4. Learn to see yourself from an external perspective
Poker is a mind game, and success at the table takes more than a mathematical mind. It takes the ability to read other players’ signals—signals that players send in each decision they make. This is why Konnikova likens poker to an “interpretive dance,” where you’re constantly assessing how other players are reacting to you and how you’re reacting to other players. Often, according to Konnikova, it’s not the best hand that wins but the best player.
And to be the best player (that you can be), Konnikova says you need “to learn to see yourself from an external perspective.” This means closely tuning in to what you’re thinking and feeling, allowing you to identify mistakes in your decision process. And this perspective can and should be used away from the poker table—when making business decisions, when negotiating your salary, when answering difficult interview questions, whenever and however frequently you can.
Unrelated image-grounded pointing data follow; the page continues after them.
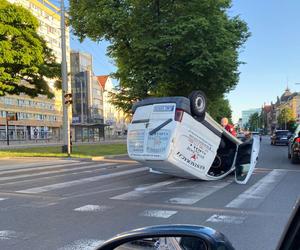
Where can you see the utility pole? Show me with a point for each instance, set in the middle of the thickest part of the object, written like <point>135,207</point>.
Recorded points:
<point>7,129</point>
<point>65,88</point>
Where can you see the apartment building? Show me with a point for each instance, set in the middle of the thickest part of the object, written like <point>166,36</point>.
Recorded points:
<point>38,118</point>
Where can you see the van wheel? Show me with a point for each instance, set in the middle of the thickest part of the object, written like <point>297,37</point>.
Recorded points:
<point>198,103</point>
Konnikova explains, “Most of the time we don’t notice it because we don’t pay attention to ourselves. We don’t notice that we’re making a decision while angry because we don’t stop to assess, ‘Oh, I’m angry. What’s making me angry?’ We just don’t have that sort of internal conversation. And I think getting into the habit where just before you make any decision, before you do anything, you just stop, take a breath, and take a moment to reflect and to check in with yourself and see, ‘What am I thinking? Why am I thinking that? What am I feeling? Why am I feeling that way? Okay, now let me act. Now let me respond.’ I think that that’s one of the most powerful tools that we can use that will enable us to be better versions of ourselves and make better decisions at the end of the day.”